Huh. Horrible trauma has the opposite effect on me; it makes my aversions stronger. CoZE's gradual approach has worked better for me.

This may be a case of Typical Mind Fallacy. I've been thinking recently about how my (fairly pedestrian) traumatic experiences are instrumentally useful as motivation, in spite of being billed as "unhealthy" to dwell upon. I'm starting to get the impression that my reaction is somewhat atypical.

On the plus side, this could mean I have an amazing resource for motivation inaccessible to others. On the minus side, I may have to subject myself to horrible experiences in order to make it work.

The term to google here is post-traumatic growth.

Many traditional initiation rituals, which tend to be designed to teach you a lesson you won't forget, are quite traumatic. I'd like to believe the trauma serves a purpose beyond hazing and reinforcement of hierarchy, although I do not know it does.

I get that feeling whenever I hit a milestone in something: if I run a couple miles further than I had previously, if I understand something that was opaque before, if I am able to do something that I couldn't before, I get this "woo hoo!" feeling that I associate with levelling up.
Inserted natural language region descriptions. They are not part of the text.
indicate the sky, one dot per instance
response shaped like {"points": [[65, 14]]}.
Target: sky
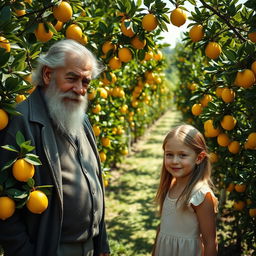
{"points": [[174, 33]]}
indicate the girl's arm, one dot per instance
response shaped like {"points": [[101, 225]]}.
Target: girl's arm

Same here. This feeling is especially prevalent for me in weightlifting--my strength/dexterity/stamina attribute is increasing! Too many RPGs played as a kid.
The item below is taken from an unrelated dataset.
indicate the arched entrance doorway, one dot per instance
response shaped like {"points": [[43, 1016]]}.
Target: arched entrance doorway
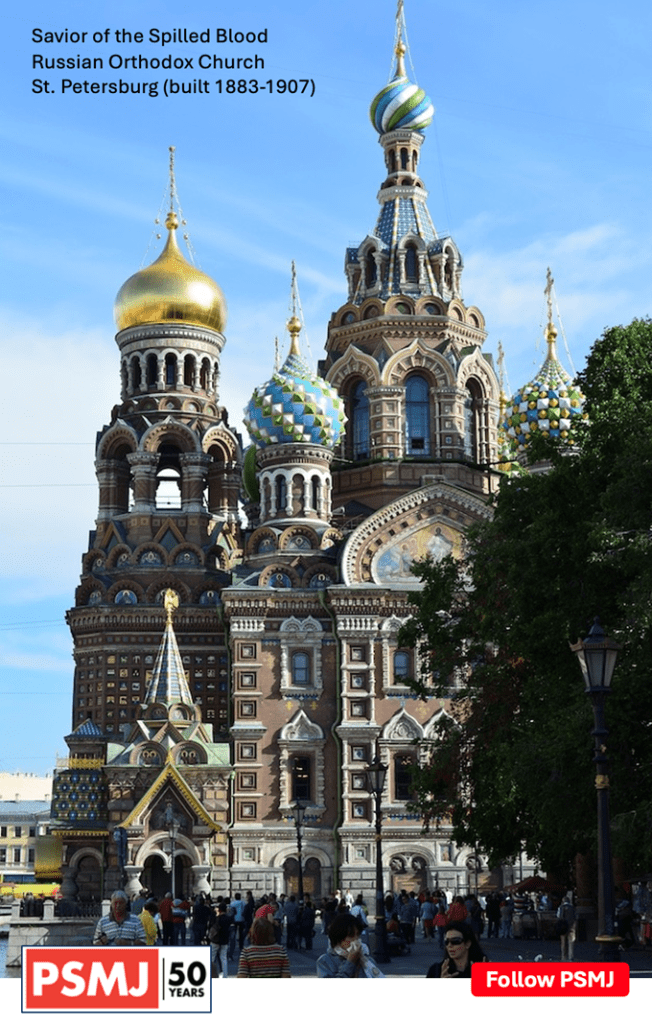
{"points": [[88, 880], [408, 872], [156, 876], [311, 877]]}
I've found gymnastics skills are a great complement to lifting in this regard. When lifting is getting mundane and/or stalling you still have physical skills you can level up.

What kinds of gymnastics skills?

Just bodyweight exercises like muscle-ups?

muscle ups, planche, l-sit, back and front levers, elevators (eventually), freestanding hand stand pushups, and that's all the "easy" stuff as far as real gymnasts are concerned.